A comme… AOUT

A comme… AOUT

Pendant l’été, le club des Cinq adorent faire une escapade nautique sur le bassin de la Villette avant de se rendre dans leur librairie préférée. La première arrivée a droit à un livre de bain.

Reprenons les mauvaises habitudes et ce blog, après interruption. Le suspense était à son comble : oui vous aurez une 2ème saison. Mais prenons un peu de recul ; alors que nous sortons KO de la jungle du mois de décembre tels des Stallone bourrus et courbatus par les combats, je me disais qu’il serait plaisant d’évoquer le contraire, à savoir les plaines arides du mois d’août. Ce n’est pas de ma faute, le traumatisme est trop important. On reparlera de Noël au mois de juin.

Le mois d’août, donc. 31 jours. Entre juillet et septembre en général. Les plus assidus savent qu’il précède la rentrée littéraire (ce marronnier de l’édition, genre bal des débutantes, où chacun revêt ses plus beaux atours, jaquettes, bandeau et nouvelle maquette, pour lancer des auteurs dont les feuilles, espérons-le, tiendront aussi l’hiver) et qu’on en profite donc pour bûcher sur les programmes des éditeurs. Enfin, chacun son caractère et son école ; certains préfèrent la chasse au papillon, d’autres finissent leurs cahiers de vacances assidûment. Ca me fait toujours plaisir de les revoir arriver, ces offices de mai (mais non il n’est jamais trop tôt) avec tous les cahiers de vacances, de la petite section (puisque je vous dis qu’il n’est jamais trop tôt) au collège. Ensuite les troupes adolescentes sont plus difficiles à canaliser… Phénomène remarquable à propos des cahiers de vacances, le système des vases communicantes qui dit que si Môman achète un cahier de vacances à Fiston, celui-ci geindra ; mais si Junior le réclame à corps et à cris, à coup sûr le lucide parent lui rappellera qu’il n’a jamais dépassé les 3 pages des opus achetés précédemment. Ah l’éternel et laborieux triangle amoureux.
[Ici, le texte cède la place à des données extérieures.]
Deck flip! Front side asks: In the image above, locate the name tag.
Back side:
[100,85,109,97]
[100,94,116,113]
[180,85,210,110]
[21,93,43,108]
Température moyenne à cette époque-là à Paris, environ 24°C. Donc la vitrine se transforme en pernicieux four, qui cuit livres, libraires et clients. Heureusement la librairie s’est doté d’un ingénieux système de refroidissement de l’ambiance, appelé climatisation. On se tâte pour savoir si on ne va pas mettre sur la porte, comme dans certains restaurants, « espace climatisé », histoire d’attirer le chaland. Car oui, le problème du mois d’août, c’est bien l’absence de clients. Les derniers offices de juin éventés, des alizés qui vous mènent loin des rives de la Seine, la moitié des commerces qui hibernent… nous voilà seuls sur le navire. Notez que ce n’est pas désagréable, un peu de calme. On fait ce qu’on a repoussé depuis des lustres (les retours de petits éditeurs enfouis dans la réserve par exemple, ou le grand ménage de la caisse, qu’on vous cache soigneusement, car si vous saviez…). On médite. On range. Et dès lors que vous passez la porte, vous pouvez être sûrs d’avoir un accueil Cinq Etoiles Grand Luxe. Plus vous êtes rares, plus vous êtes précieux : on se prend à discuter, à prendre notre temps pour disserter sur les livres, ou sur d’autres choses d’ailleurs… quand on a parlé à personne pendant deux heures, et que même le soliloque tourne court, on est prêt à caqueter plus que de raison.

On reçoit aussi la quotidienne visite d’une petite troupe de fillettes qui passent l’été à Paris, et ont bien remarqué que parfois on s’ennuyait, et qu’il était temps de réviser notre BAFA. Comme certains ne l’ont pas, c’est encore plus drôle.

Sauf qu’il est un trou noir, appelé le 15 août, qui laisse libre court à la folie ambiante dans ces rues de Paris désertées dignes d’une ville fantôme du Far West. Un client m’a expliqué qu’à cette époque les hôpitaux, et les institutions psy fermaient ou marchaient à demi-régime, et que c’était le jour de sortie. Que je ne m’étonne donc pas si une dame rentre en chemise de nuit et pieds nus dans la librairie, saisissant un abécédaire pour enfants et proclamant qu’il est parfait pour les aveugles. Et de rester stoïque quand elle me dit qu’elle veut m’acheter des pensées. Les fleurs, pas les réflexions. Evidemment.